Homestead Tools

Rainwater Collection Calculator

Enter your roof size and get exactly how many gallons you can collect per inch of rain — useful for sizing a rain barrel or cistern before you buy one.

Pairs with the Soil Calculator

Use the footprint of the roof area draining to the gutter you're collecting from, not the full roof if you're only using one section.

Gallons Collected 0 gal
Roof Area
0 sq ft
Gallons Per Inch of Rain
0 gal

What You're Actually Collecting

The math starts simple: 1 inch of rain on 1 square foot of roof equals 0.623 gallons. That's not a rule of thumb, it's exact — a square foot of area times one inch of depth is 1/12 of a cubic foot, and a cubic foot of water is 7.48 gallons. Multiply your roof area by that number and you get the theoretical maximum.

Real collection is always less than the theoretical max because of splash-out, evaporation, gutter overflow during heavy storms, and any first-flush diverter sending the initial dirty runoff away from your storage. 85% efficiency is a reasonable working number for a typical home setup.

A standard 55-gallon rain barrel fills fast. Even a modest 20x30 roof section collects around 370 gallons per inch of rain at 85% efficiency, which means one good New England thunderstorm can overflow a single barrel many times over. If you're serious about storage, look at a larger cistern or link multiple barrels together.

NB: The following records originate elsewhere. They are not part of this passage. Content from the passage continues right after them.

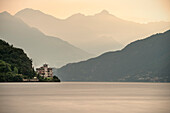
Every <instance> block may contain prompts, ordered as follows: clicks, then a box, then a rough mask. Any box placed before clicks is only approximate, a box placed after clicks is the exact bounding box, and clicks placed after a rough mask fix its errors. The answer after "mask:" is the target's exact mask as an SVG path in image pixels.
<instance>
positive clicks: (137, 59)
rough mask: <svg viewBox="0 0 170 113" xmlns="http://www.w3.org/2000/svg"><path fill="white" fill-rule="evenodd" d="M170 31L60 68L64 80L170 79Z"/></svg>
mask: <svg viewBox="0 0 170 113" xmlns="http://www.w3.org/2000/svg"><path fill="white" fill-rule="evenodd" d="M169 42H170V30H169V31H167V32H165V33H160V34H155V35H152V36H150V37H148V38H146V39H142V40H137V41H135V42H132V43H130V44H128V45H127V46H126V47H125V48H124V49H122V50H121V51H115V52H107V53H105V54H102V55H101V56H99V57H96V58H92V59H89V60H87V61H82V62H79V63H72V64H67V65H66V66H63V67H62V68H60V69H58V70H57V74H58V76H59V77H60V78H61V80H63V81H116V82H117V81H126V82H127V81H152V82H153V81H159V82H160V81H161V82H164V81H170V44H169Z"/></svg>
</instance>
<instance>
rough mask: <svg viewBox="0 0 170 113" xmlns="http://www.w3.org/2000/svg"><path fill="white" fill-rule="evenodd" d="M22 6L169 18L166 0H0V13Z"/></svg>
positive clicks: (85, 13) (55, 15)
mask: <svg viewBox="0 0 170 113" xmlns="http://www.w3.org/2000/svg"><path fill="white" fill-rule="evenodd" d="M24 8H33V9H37V10H41V11H42V12H44V13H47V14H50V15H53V16H55V17H57V18H67V17H69V16H71V15H72V14H75V13H82V14H85V15H93V14H95V13H98V12H100V11H101V10H103V9H106V10H108V11H109V12H110V13H111V14H113V15H115V16H117V17H120V18H123V19H126V20H131V21H136V22H150V21H170V0H0V12H2V11H8V12H9V13H11V14H15V13H16V12H18V11H19V10H22V9H24Z"/></svg>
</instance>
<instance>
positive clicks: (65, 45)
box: [0, 12, 91, 67]
mask: <svg viewBox="0 0 170 113" xmlns="http://www.w3.org/2000/svg"><path fill="white" fill-rule="evenodd" d="M0 38H1V39H4V40H6V41H8V42H9V43H11V44H14V45H15V46H17V47H22V48H23V49H24V50H25V51H26V52H27V53H28V55H29V56H30V58H32V59H33V63H34V66H39V65H42V64H43V63H48V64H49V65H50V66H56V67H58V66H62V65H64V64H66V63H70V62H76V61H80V60H84V59H86V58H89V57H90V56H91V54H89V53H87V52H85V51H83V50H81V49H79V48H77V47H75V46H73V45H71V44H69V43H68V42H66V41H63V40H61V39H59V38H57V37H52V36H47V35H44V34H43V33H42V32H40V31H39V30H38V29H35V28H31V27H30V26H28V25H27V24H25V23H24V22H23V21H22V20H21V19H19V18H17V17H14V16H12V15H10V14H9V13H8V12H3V13H0Z"/></svg>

Skip the collected water for drinking without treatment, and think twice about using it directly on edible crops if your roof is asphalt shingle, since runoff can carry small amounts of the same chemicals that give shingles their weatherproofing. It's excellent for ornamental beds, lawns, and non-edible landscaping regardless of roof type.

Massachusetts, New Hampshire, and the rest of New England place no real restrictions on rainwater collection, unlike some western states with water rights laws — but always check your specific town if you're planning a large cistern, since some local building codes have requirements for larger installations.